This is the sixth in a weekly series that will extend until the end of June. It will chronicle my travels in Europe and the interesting things I come upon or wish someone had told me before I left. For the next five weeks I will focus on London.
This week, I took the train from Paris to London. I was disappointed that the underwater tunnel wasn’t transparent, but as we emerged into the grey day, I was startled by how very green England is. This impression of greenness lasted even into the city, which has lots of parks and trees. Besides the intentional greenery, the climate is so damp that sometimes moss and weeds spring up in the most unlikely places.
Besides the rampant greenery, I was also struck by the feeling of being watched. There are CCTV cameras everywhere, perched discretely on nearly every building. And if they are too discrete to be noticed, there are almost always helpful signs telling you that there are cameras nearby. According to a local guide, the UK is second only to North Korea in surveillance of its own citizens and one’s image is captured on average 300 times a day in the city. This should be fairly troubling but somehow, despite being a paranoid person who hates even turning on the location services on my phone, this isn’t bothering me too. Perhaps, it’s the excitement of traveling to city I’ve dreamed about going to for ages.
The third impression I got from the Big Smokey [named so from the heavy pollution caused by the industrial revolution] was that my bank account was in serious jeopardy. London makes Paris look cheap, and the exchange rate is even worse. On top of this, the coins are weirdly sized, making it difficult to judge their worth at a quick glance. At first it seems that the bigger the coin is the less it is worth, but it’s actually an alternating system. [see my guide to coins below]
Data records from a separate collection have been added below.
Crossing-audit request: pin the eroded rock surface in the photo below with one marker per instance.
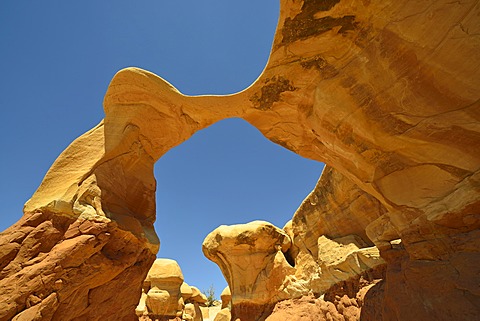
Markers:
(384, 92)
(252, 261)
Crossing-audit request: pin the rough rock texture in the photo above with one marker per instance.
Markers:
(163, 289)
(223, 315)
(358, 298)
(252, 261)
(226, 297)
(60, 268)
(384, 92)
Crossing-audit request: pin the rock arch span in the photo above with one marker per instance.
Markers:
(371, 88)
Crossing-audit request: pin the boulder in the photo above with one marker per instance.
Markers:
(384, 92)
(226, 297)
(251, 257)
(164, 298)
(223, 315)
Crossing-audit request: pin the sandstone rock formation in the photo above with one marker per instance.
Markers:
(226, 297)
(385, 92)
(162, 287)
(345, 301)
(251, 259)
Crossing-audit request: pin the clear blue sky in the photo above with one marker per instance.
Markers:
(56, 60)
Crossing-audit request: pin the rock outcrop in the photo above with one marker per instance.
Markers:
(384, 92)
(252, 261)
(226, 297)
(162, 287)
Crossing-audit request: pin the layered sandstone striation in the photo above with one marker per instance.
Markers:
(384, 92)
(252, 261)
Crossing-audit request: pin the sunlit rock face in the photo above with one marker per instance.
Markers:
(384, 92)
(251, 259)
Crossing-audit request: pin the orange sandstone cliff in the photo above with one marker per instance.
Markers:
(386, 93)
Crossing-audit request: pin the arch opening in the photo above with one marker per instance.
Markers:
(226, 174)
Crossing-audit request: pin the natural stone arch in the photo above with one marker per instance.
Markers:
(353, 84)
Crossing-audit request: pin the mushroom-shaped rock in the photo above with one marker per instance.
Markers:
(226, 297)
(186, 291)
(252, 260)
(164, 296)
(223, 315)
(198, 296)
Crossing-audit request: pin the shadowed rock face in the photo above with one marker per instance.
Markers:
(384, 92)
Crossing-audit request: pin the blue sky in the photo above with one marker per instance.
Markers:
(56, 60)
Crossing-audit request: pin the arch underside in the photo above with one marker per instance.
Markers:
(371, 88)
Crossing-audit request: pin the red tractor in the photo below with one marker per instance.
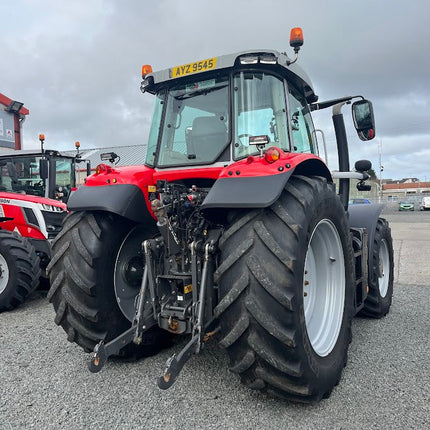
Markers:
(33, 188)
(232, 228)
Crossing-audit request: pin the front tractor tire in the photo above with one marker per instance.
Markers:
(381, 273)
(286, 283)
(19, 269)
(82, 273)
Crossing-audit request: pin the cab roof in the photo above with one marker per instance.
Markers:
(250, 59)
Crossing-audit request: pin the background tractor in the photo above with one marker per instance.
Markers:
(33, 188)
(231, 228)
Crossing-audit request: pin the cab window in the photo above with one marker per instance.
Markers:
(302, 129)
(259, 110)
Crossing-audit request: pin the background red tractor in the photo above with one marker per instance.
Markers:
(33, 188)
(233, 226)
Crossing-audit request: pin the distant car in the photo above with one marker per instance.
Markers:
(359, 202)
(406, 206)
(425, 204)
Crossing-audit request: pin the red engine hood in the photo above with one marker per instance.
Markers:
(29, 198)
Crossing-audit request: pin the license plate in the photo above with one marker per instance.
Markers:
(198, 66)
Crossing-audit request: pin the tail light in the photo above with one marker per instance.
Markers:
(272, 154)
(103, 168)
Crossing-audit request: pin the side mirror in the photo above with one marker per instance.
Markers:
(43, 168)
(364, 121)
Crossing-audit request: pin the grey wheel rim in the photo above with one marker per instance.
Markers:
(324, 287)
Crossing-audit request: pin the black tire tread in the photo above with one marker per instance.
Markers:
(20, 254)
(81, 275)
(376, 306)
(258, 311)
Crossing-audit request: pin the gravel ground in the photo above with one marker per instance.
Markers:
(45, 384)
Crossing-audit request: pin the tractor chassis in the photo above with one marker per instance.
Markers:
(194, 317)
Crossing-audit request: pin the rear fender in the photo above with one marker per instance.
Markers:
(126, 200)
(258, 184)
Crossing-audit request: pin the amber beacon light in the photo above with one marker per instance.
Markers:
(146, 69)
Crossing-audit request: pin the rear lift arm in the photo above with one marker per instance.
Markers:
(142, 323)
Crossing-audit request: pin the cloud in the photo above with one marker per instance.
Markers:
(76, 65)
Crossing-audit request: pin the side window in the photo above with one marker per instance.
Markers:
(301, 123)
(259, 109)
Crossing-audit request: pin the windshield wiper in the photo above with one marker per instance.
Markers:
(199, 92)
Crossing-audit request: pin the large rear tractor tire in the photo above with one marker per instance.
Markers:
(286, 287)
(381, 273)
(19, 270)
(82, 273)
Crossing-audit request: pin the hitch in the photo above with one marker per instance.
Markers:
(139, 325)
(175, 363)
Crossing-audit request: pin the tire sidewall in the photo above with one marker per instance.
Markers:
(327, 206)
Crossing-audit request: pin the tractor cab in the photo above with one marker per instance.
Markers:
(242, 104)
(48, 174)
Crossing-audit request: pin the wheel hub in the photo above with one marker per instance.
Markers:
(324, 287)
(129, 268)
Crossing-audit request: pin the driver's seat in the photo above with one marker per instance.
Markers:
(207, 137)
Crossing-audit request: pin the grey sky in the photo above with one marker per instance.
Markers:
(76, 64)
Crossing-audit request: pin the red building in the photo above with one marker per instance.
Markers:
(12, 115)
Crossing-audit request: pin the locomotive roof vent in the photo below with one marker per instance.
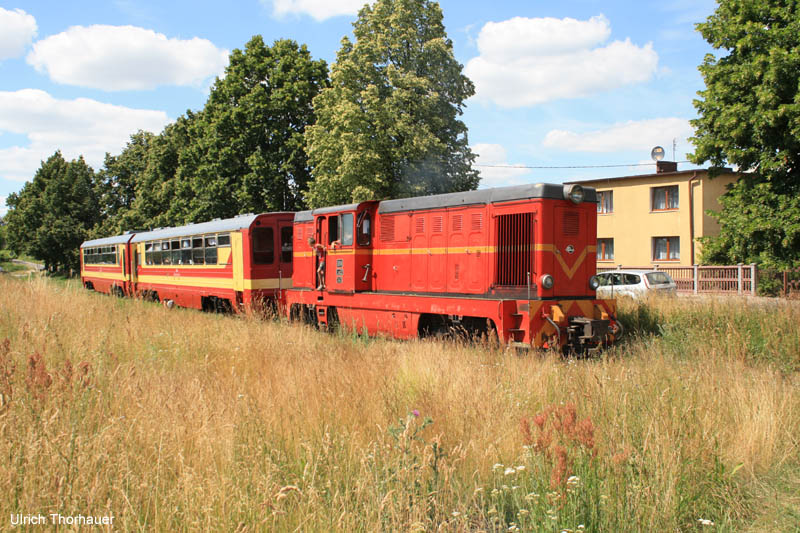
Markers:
(573, 193)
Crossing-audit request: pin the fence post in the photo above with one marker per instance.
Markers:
(739, 276)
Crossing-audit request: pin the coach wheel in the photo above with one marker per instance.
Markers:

Tip of the Week: Looking for cheap entertainment? Check out the museums of London, most are completely free, barring the featured exhibit. In the week that I have been here, I have visited the British Museum a good five times. I have also taken to calling it the Imperial Loot Museum because most of its collection was stolen from other countries during colonialism. Conversely, if you want to tour a church, you will probably have to pay to get in.